Eerste lijn strenger dan EMA bij nieuw middel
IVM onderzocht wat zorgverleners in de eerste lijn vinden van de eisen die de registratieautoriteit gebruikt bij de beoordeling van de effectiviteit van nieuwe geneesmiddelen. In de online-enquête richtte het instituut zich specifiek op geneesmiddelen voor diabetes mellitus type 2 en COPD. IVM vroeg de zorgverleners wat volgens hen klinisch relevante uitkomsten waren en welk afkappunt daarvoor het beste gebruikt kon worden.
Voor de diabetesmiddelen vond bijna een derde van de 510 respondenten – onder wie 234 apothekers, 149 artsen en 67 praktijkondersteuners – micro- en macrovasculaire complicaties de belangrijkste uitkomstmaat. Vlak daarna volgden het HbA1c en mortaliteit. Het European Medicines Agency (EMA) vindt dat een nieuw antidiabeticum een klinisch relevant effect bereikt dat merkbaar is voor de patiënt (minimal clinically important differences, MCID) als het middel het HbA1C met minimaal 3,0 mmol/mol verlaagt vergeleken met placebo. De zorgverleners kwamen gemiddeld uit op een MCID van 6,9 mmol/mol.

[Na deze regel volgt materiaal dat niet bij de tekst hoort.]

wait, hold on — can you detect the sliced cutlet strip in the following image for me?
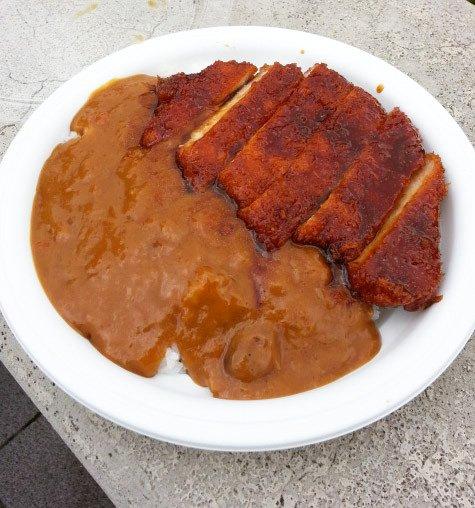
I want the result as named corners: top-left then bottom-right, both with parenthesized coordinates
top-left (347, 154), bottom-right (447, 311)
top-left (176, 63), bottom-right (303, 190)
top-left (218, 64), bottom-right (353, 208)
top-left (141, 60), bottom-right (257, 147)
top-left (238, 87), bottom-right (386, 250)
top-left (295, 109), bottom-right (424, 262)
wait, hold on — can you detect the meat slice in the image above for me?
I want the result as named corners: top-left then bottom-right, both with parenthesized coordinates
top-left (176, 63), bottom-right (303, 190)
top-left (238, 87), bottom-right (386, 250)
top-left (218, 64), bottom-right (353, 208)
top-left (347, 154), bottom-right (447, 311)
top-left (141, 60), bottom-right (257, 147)
top-left (294, 109), bottom-right (424, 262)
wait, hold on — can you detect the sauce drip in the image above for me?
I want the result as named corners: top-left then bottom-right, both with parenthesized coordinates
top-left (31, 76), bottom-right (381, 399)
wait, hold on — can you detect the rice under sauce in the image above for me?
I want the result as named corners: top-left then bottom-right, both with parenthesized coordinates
top-left (31, 76), bottom-right (380, 399)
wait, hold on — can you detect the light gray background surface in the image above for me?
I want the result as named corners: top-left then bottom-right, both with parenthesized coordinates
top-left (1, 0), bottom-right (474, 505)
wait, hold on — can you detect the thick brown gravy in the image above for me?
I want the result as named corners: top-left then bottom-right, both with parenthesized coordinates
top-left (31, 76), bottom-right (381, 399)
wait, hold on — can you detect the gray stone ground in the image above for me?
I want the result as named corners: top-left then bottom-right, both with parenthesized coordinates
top-left (1, 0), bottom-right (474, 506)
top-left (0, 363), bottom-right (113, 507)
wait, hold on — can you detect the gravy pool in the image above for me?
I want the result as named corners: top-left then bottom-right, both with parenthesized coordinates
top-left (31, 76), bottom-right (380, 399)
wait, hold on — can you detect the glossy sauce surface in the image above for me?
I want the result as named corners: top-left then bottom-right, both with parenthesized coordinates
top-left (31, 76), bottom-right (381, 399)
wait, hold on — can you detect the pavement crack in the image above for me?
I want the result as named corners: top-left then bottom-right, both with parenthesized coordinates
top-left (328, 440), bottom-right (344, 470)
top-left (439, 40), bottom-right (475, 51)
top-left (31, 81), bottom-right (46, 100)
top-left (0, 124), bottom-right (16, 135)
top-left (15, 6), bottom-right (36, 38)
top-left (0, 411), bottom-right (41, 452)
top-left (189, 1), bottom-right (198, 30)
top-left (17, 80), bottom-right (51, 124)
top-left (7, 72), bottom-right (67, 86)
top-left (0, 97), bottom-right (41, 105)
top-left (100, 18), bottom-right (140, 34)
top-left (148, 21), bottom-right (162, 38)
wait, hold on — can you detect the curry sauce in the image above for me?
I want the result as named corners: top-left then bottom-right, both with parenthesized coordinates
top-left (31, 76), bottom-right (380, 399)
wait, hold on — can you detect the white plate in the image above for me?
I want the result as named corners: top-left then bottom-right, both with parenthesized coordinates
top-left (0, 26), bottom-right (474, 451)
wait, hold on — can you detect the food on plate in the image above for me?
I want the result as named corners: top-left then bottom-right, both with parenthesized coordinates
top-left (218, 64), bottom-right (353, 208)
top-left (178, 245), bottom-right (380, 399)
top-left (347, 154), bottom-right (447, 310)
top-left (295, 108), bottom-right (424, 262)
top-left (141, 60), bottom-right (256, 147)
top-left (238, 86), bottom-right (385, 250)
top-left (177, 63), bottom-right (303, 190)
top-left (31, 74), bottom-right (379, 399)
top-left (31, 59), bottom-right (447, 400)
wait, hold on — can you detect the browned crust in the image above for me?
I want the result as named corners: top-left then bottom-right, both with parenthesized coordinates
top-left (238, 87), bottom-right (385, 250)
top-left (347, 154), bottom-right (447, 310)
top-left (176, 63), bottom-right (303, 190)
top-left (294, 108), bottom-right (425, 261)
top-left (218, 64), bottom-right (353, 208)
top-left (140, 60), bottom-right (257, 147)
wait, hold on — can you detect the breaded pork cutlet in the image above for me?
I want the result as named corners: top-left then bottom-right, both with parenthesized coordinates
top-left (218, 64), bottom-right (353, 208)
top-left (295, 109), bottom-right (424, 262)
top-left (239, 87), bottom-right (385, 250)
top-left (347, 154), bottom-right (447, 310)
top-left (176, 63), bottom-right (303, 190)
top-left (141, 60), bottom-right (256, 147)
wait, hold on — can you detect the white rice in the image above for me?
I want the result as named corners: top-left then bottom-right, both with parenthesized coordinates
top-left (372, 306), bottom-right (381, 320)
top-left (158, 344), bottom-right (186, 374)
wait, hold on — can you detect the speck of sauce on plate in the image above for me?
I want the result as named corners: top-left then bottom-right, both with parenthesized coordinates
top-left (31, 76), bottom-right (381, 400)
top-left (133, 34), bottom-right (146, 43)
top-left (300, 49), bottom-right (305, 54)
top-left (376, 83), bottom-right (384, 93)
top-left (75, 2), bottom-right (98, 17)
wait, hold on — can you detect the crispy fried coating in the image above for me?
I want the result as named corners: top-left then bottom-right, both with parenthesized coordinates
top-left (238, 87), bottom-right (385, 250)
top-left (347, 154), bottom-right (447, 310)
top-left (176, 63), bottom-right (303, 190)
top-left (141, 60), bottom-right (257, 147)
top-left (295, 109), bottom-right (424, 261)
top-left (218, 64), bottom-right (353, 208)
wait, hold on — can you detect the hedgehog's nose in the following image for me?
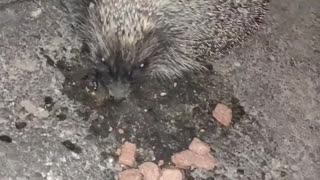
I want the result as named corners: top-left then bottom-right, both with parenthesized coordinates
top-left (107, 81), bottom-right (130, 102)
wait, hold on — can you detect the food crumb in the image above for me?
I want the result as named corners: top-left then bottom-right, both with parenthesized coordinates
top-left (212, 103), bottom-right (232, 126)
top-left (118, 142), bottom-right (137, 167)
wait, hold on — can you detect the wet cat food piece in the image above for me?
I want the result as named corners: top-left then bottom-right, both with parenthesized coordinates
top-left (138, 162), bottom-right (161, 180)
top-left (188, 138), bottom-right (210, 155)
top-left (171, 150), bottom-right (216, 170)
top-left (212, 103), bottom-right (232, 126)
top-left (118, 141), bottom-right (137, 167)
top-left (171, 150), bottom-right (194, 169)
top-left (192, 153), bottom-right (216, 170)
top-left (159, 168), bottom-right (185, 180)
top-left (118, 169), bottom-right (142, 180)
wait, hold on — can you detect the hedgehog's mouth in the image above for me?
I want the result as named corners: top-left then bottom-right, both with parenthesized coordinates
top-left (106, 80), bottom-right (130, 102)
top-left (84, 68), bottom-right (132, 103)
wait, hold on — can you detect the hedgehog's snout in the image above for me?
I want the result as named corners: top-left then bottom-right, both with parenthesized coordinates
top-left (107, 80), bottom-right (130, 102)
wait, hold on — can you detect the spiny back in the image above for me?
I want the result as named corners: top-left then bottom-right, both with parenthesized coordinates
top-left (71, 0), bottom-right (269, 81)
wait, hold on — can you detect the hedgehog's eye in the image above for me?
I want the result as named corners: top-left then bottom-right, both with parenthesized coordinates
top-left (139, 61), bottom-right (149, 69)
top-left (139, 63), bottom-right (145, 68)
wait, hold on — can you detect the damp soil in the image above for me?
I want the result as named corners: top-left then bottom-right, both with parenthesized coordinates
top-left (53, 52), bottom-right (246, 166)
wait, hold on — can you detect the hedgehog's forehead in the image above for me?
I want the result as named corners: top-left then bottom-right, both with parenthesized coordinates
top-left (91, 0), bottom-right (171, 66)
top-left (101, 15), bottom-right (156, 46)
top-left (96, 0), bottom-right (162, 44)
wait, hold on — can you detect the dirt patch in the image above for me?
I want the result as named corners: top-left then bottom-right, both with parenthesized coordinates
top-left (50, 49), bottom-right (246, 166)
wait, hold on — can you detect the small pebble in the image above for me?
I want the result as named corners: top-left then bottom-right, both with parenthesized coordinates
top-left (56, 113), bottom-right (67, 121)
top-left (160, 92), bottom-right (167, 97)
top-left (269, 55), bottom-right (276, 61)
top-left (61, 140), bottom-right (82, 154)
top-left (0, 135), bottom-right (12, 143)
top-left (44, 96), bottom-right (54, 105)
top-left (44, 97), bottom-right (54, 111)
top-left (100, 152), bottom-right (109, 159)
top-left (158, 160), bottom-right (164, 166)
top-left (15, 121), bottom-right (27, 129)
top-left (16, 176), bottom-right (28, 180)
top-left (237, 169), bottom-right (245, 175)
top-left (44, 55), bottom-right (55, 66)
top-left (118, 129), bottom-right (124, 134)
top-left (30, 8), bottom-right (42, 18)
top-left (234, 62), bottom-right (241, 67)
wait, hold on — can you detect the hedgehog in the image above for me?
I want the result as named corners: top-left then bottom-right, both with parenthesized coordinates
top-left (66, 0), bottom-right (269, 101)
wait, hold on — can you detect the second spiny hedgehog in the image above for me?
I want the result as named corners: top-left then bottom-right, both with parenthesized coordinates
top-left (68, 0), bottom-right (269, 101)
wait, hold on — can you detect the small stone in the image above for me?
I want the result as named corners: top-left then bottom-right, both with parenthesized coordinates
top-left (159, 168), bottom-right (185, 180)
top-left (71, 152), bottom-right (81, 160)
top-left (237, 169), bottom-right (245, 175)
top-left (118, 169), bottom-right (142, 180)
top-left (44, 96), bottom-right (54, 111)
top-left (0, 135), bottom-right (12, 143)
top-left (212, 103), bottom-right (232, 126)
top-left (30, 8), bottom-right (42, 18)
top-left (280, 171), bottom-right (287, 177)
top-left (20, 100), bottom-right (37, 114)
top-left (118, 129), bottom-right (124, 134)
top-left (234, 62), bottom-right (241, 67)
top-left (56, 113), bottom-right (67, 121)
top-left (138, 162), bottom-right (161, 180)
top-left (16, 176), bottom-right (28, 180)
top-left (44, 55), bottom-right (55, 66)
top-left (35, 108), bottom-right (49, 118)
top-left (61, 140), bottom-right (82, 154)
top-left (160, 92), bottom-right (167, 97)
top-left (269, 55), bottom-right (276, 61)
top-left (44, 96), bottom-right (54, 105)
top-left (15, 121), bottom-right (27, 129)
top-left (20, 100), bottom-right (49, 118)
top-left (14, 60), bottom-right (37, 72)
top-left (158, 160), bottom-right (164, 166)
top-left (100, 152), bottom-right (109, 159)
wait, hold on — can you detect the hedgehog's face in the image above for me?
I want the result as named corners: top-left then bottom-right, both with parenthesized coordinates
top-left (93, 52), bottom-right (151, 102)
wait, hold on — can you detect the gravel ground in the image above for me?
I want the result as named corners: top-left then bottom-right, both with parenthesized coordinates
top-left (0, 0), bottom-right (319, 180)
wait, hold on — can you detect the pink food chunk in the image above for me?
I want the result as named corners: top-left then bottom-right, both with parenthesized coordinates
top-left (212, 103), bottom-right (232, 126)
top-left (192, 153), bottom-right (216, 170)
top-left (159, 168), bottom-right (185, 180)
top-left (171, 150), bottom-right (195, 169)
top-left (188, 138), bottom-right (211, 155)
top-left (118, 142), bottom-right (137, 167)
top-left (171, 150), bottom-right (216, 170)
top-left (138, 162), bottom-right (161, 180)
top-left (119, 169), bottom-right (142, 180)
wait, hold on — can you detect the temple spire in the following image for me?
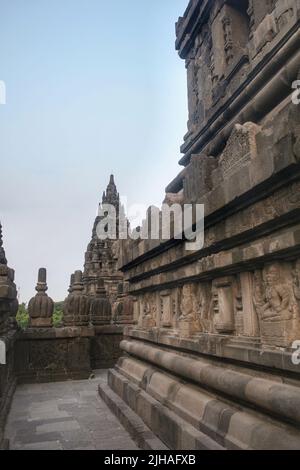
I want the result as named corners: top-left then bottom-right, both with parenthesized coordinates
top-left (102, 174), bottom-right (120, 207)
top-left (0, 221), bottom-right (7, 265)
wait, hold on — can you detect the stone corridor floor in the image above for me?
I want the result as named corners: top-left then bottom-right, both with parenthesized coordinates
top-left (4, 371), bottom-right (139, 450)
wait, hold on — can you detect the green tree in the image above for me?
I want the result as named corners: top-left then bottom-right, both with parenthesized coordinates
top-left (16, 303), bottom-right (29, 329)
top-left (53, 301), bottom-right (64, 327)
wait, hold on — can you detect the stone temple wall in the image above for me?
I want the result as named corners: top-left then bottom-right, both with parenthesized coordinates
top-left (100, 0), bottom-right (300, 450)
top-left (0, 223), bottom-right (18, 449)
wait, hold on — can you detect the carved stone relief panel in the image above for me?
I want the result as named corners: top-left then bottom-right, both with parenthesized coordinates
top-left (218, 122), bottom-right (260, 179)
top-left (211, 3), bottom-right (249, 82)
top-left (186, 27), bottom-right (214, 135)
top-left (178, 283), bottom-right (202, 337)
top-left (141, 293), bottom-right (157, 329)
top-left (252, 261), bottom-right (300, 348)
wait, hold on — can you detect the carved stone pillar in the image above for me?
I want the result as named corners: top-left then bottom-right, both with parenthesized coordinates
top-left (28, 268), bottom-right (54, 328)
top-left (240, 272), bottom-right (260, 337)
top-left (132, 297), bottom-right (140, 325)
top-left (213, 277), bottom-right (235, 334)
top-left (160, 290), bottom-right (172, 328)
top-left (90, 279), bottom-right (112, 326)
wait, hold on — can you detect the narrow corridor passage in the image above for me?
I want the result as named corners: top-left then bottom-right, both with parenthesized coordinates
top-left (5, 371), bottom-right (138, 450)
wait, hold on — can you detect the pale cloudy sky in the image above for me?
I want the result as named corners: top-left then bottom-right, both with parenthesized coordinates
top-left (0, 0), bottom-right (188, 302)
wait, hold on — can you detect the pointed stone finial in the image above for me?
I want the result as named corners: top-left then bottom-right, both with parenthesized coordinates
top-left (28, 268), bottom-right (54, 328)
top-left (0, 222), bottom-right (7, 265)
top-left (36, 268), bottom-right (48, 293)
top-left (68, 273), bottom-right (75, 293)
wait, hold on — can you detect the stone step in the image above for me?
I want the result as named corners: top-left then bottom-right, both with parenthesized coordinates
top-left (98, 380), bottom-right (169, 451)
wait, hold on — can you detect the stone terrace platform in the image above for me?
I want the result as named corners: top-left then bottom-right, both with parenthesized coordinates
top-left (4, 371), bottom-right (138, 450)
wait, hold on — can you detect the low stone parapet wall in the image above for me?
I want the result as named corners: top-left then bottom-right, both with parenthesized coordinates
top-left (15, 327), bottom-right (94, 383)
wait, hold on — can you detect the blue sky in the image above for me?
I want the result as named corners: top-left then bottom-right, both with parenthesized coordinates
top-left (0, 0), bottom-right (188, 302)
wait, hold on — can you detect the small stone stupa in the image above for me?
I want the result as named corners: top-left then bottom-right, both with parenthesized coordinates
top-left (90, 278), bottom-right (112, 326)
top-left (63, 270), bottom-right (90, 327)
top-left (28, 268), bottom-right (54, 328)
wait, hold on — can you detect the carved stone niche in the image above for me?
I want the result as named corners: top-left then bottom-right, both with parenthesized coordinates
top-left (28, 268), bottom-right (54, 328)
top-left (213, 276), bottom-right (235, 334)
top-left (211, 1), bottom-right (250, 82)
top-left (141, 293), bottom-right (156, 329)
top-left (183, 154), bottom-right (217, 203)
top-left (218, 122), bottom-right (261, 179)
top-left (178, 283), bottom-right (201, 338)
top-left (253, 262), bottom-right (300, 348)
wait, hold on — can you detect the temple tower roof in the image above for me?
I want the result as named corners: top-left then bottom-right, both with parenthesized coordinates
top-left (102, 174), bottom-right (120, 207)
top-left (0, 221), bottom-right (7, 265)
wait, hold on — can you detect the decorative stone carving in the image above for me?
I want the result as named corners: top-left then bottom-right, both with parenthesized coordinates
top-left (210, 2), bottom-right (249, 83)
top-left (141, 293), bottom-right (156, 329)
top-left (160, 290), bottom-right (172, 328)
top-left (179, 284), bottom-right (201, 337)
top-left (63, 270), bottom-right (90, 327)
top-left (253, 263), bottom-right (300, 348)
top-left (90, 279), bottom-right (112, 326)
top-left (240, 272), bottom-right (260, 337)
top-left (132, 297), bottom-right (140, 325)
top-left (112, 282), bottom-right (133, 325)
top-left (213, 277), bottom-right (235, 334)
top-left (197, 282), bottom-right (213, 333)
top-left (219, 122), bottom-right (260, 179)
top-left (28, 268), bottom-right (54, 328)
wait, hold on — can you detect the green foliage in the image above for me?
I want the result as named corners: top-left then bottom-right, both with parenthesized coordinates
top-left (16, 302), bottom-right (29, 329)
top-left (53, 301), bottom-right (64, 328)
top-left (16, 301), bottom-right (64, 329)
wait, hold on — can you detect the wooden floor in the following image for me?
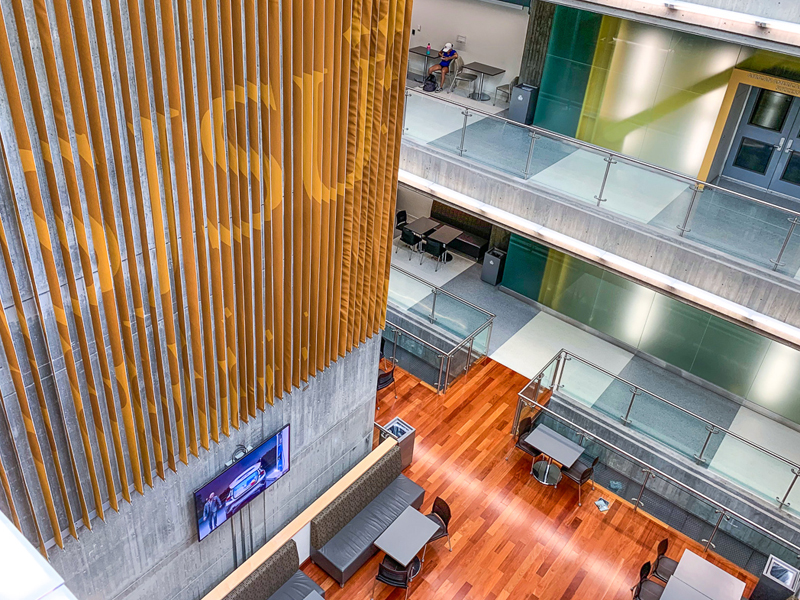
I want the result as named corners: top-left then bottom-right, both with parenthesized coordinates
top-left (303, 359), bottom-right (757, 599)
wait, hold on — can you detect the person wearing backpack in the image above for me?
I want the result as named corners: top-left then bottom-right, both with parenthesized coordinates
top-left (427, 43), bottom-right (457, 92)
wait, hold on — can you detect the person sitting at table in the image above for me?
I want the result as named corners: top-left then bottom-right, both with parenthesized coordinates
top-left (427, 43), bottom-right (457, 92)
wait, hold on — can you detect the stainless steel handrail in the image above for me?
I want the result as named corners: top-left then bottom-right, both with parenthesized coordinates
top-left (518, 395), bottom-right (800, 557)
top-left (383, 320), bottom-right (449, 355)
top-left (552, 349), bottom-right (800, 471)
top-left (405, 86), bottom-right (800, 219)
top-left (391, 264), bottom-right (496, 318)
top-left (447, 317), bottom-right (493, 356)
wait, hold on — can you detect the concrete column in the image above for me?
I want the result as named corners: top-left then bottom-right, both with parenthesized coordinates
top-left (518, 0), bottom-right (556, 88)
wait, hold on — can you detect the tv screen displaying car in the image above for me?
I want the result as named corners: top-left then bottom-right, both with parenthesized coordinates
top-left (194, 424), bottom-right (290, 541)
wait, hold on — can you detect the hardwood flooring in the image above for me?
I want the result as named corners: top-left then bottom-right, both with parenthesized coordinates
top-left (303, 359), bottom-right (757, 599)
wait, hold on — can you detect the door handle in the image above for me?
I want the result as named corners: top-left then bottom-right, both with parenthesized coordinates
top-left (776, 137), bottom-right (786, 152)
top-left (786, 140), bottom-right (794, 153)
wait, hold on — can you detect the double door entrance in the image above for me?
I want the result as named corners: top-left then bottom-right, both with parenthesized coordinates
top-left (723, 87), bottom-right (800, 197)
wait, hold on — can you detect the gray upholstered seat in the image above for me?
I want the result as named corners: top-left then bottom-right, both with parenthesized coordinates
top-left (312, 474), bottom-right (424, 586)
top-left (270, 571), bottom-right (325, 600)
top-left (223, 539), bottom-right (323, 600)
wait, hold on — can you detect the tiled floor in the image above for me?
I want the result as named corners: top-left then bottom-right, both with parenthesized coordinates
top-left (388, 251), bottom-right (800, 517)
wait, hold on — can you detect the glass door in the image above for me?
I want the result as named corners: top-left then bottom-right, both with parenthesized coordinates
top-left (770, 111), bottom-right (800, 197)
top-left (723, 88), bottom-right (800, 189)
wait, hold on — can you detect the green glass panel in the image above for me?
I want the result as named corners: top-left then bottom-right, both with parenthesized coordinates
top-left (534, 6), bottom-right (603, 137)
top-left (746, 341), bottom-right (800, 423)
top-left (587, 272), bottom-right (654, 347)
top-left (539, 253), bottom-right (603, 327)
top-left (501, 234), bottom-right (549, 301)
top-left (690, 316), bottom-right (770, 396)
top-left (639, 295), bottom-right (709, 372)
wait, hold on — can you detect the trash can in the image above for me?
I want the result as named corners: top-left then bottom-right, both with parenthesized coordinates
top-left (379, 417), bottom-right (415, 469)
top-left (481, 248), bottom-right (506, 286)
top-left (509, 84), bottom-right (538, 125)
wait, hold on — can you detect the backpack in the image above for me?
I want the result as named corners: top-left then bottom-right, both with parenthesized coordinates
top-left (422, 74), bottom-right (437, 92)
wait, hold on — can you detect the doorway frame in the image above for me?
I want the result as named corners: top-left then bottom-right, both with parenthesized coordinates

Voor COPD-middelen vond meer dan de helft van de zorgverleners dat de frequentie en/of de ernst van exacerbaties de belangrijkste klinische uitkomstmaat zou moeten zijn, terwijl de registratie-autoriteit daar niet bij elk geneesmiddel naar kijkt. Het EMA stelt alleen eisen aan het expiratoir secondevolume (FEV1), de ernst van ervaren klachten en de mate van dyspneu.